His modesty and shyness prevented him from presenting his own ideas with the force which would have been necessary for their acceptance, and he was too easily discouraged from developing and working out his notions. But these qualities which impeded his full development as a teacher and leader of homeopathy, were just those which as a friend and counsellor and guide to many troubled patients made him the physician and friend who will long be mourned.
A patient of Dr. Kenyon has written:
The news of the passing, in mid June, of Dr. Kenyon brought first a sense of profound thankfulness that his great weariness and pain were at an end – then came the sense of desolation that a most ‘beloved physician’ had been withdrawn from earthly contact with the many whom he so faithfully served.
The present writer did not see Dr. Kenyon often – living a distance from London – but she, her household and her friends will always have the abiding influence of visits to his consulting room. One left him feeling restored, healed and with the certain knowledge that he had not only dealt with the ills of the body, but with the wounded spirit and the bewildered mind. His understanding of the problems created by the pace of contemporary life never failed, nor did his humour and compassion.
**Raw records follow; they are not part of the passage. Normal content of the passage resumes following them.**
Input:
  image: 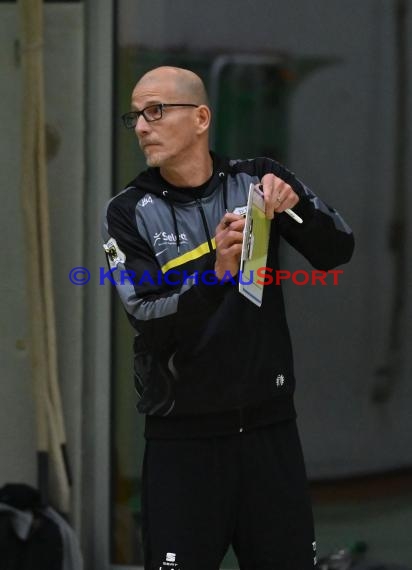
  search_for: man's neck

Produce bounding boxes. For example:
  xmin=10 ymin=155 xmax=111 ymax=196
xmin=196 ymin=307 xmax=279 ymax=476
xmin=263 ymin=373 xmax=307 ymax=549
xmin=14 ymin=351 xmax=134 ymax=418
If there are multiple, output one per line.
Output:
xmin=160 ymin=152 xmax=213 ymax=188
His approach to his great work of healing was sacrametal, and his patients knew that because he was a practicing Christian, he was a great doctor in a World where men, women and children of all sorts and conditions are increasingly beset by fear. Latterly, he made frequent reference to this sense of fear and to the dark horizons for so many. May one grateful patient speak for others these words:
“… Through such souls alone,
God shows sufficient of his Light,
For us i’ the dark to rise by,
And I rise.”
Kenyon wrote the foreword to the second edition of Margaret Lucy Tyler‘s book Homoeopathic Drug Pictures.
James Douglas Kenyon wrote An Introduction to the Principles and Practice of Homeopathy and Observations on possible uses for potentised kava with Charles Edwin Wheeler.
James Douglas Kenyon moved to 9 Seapoint Road, Broadstairs, Kent. He died in a nursing home in Broadstairs on 12 June, 1958.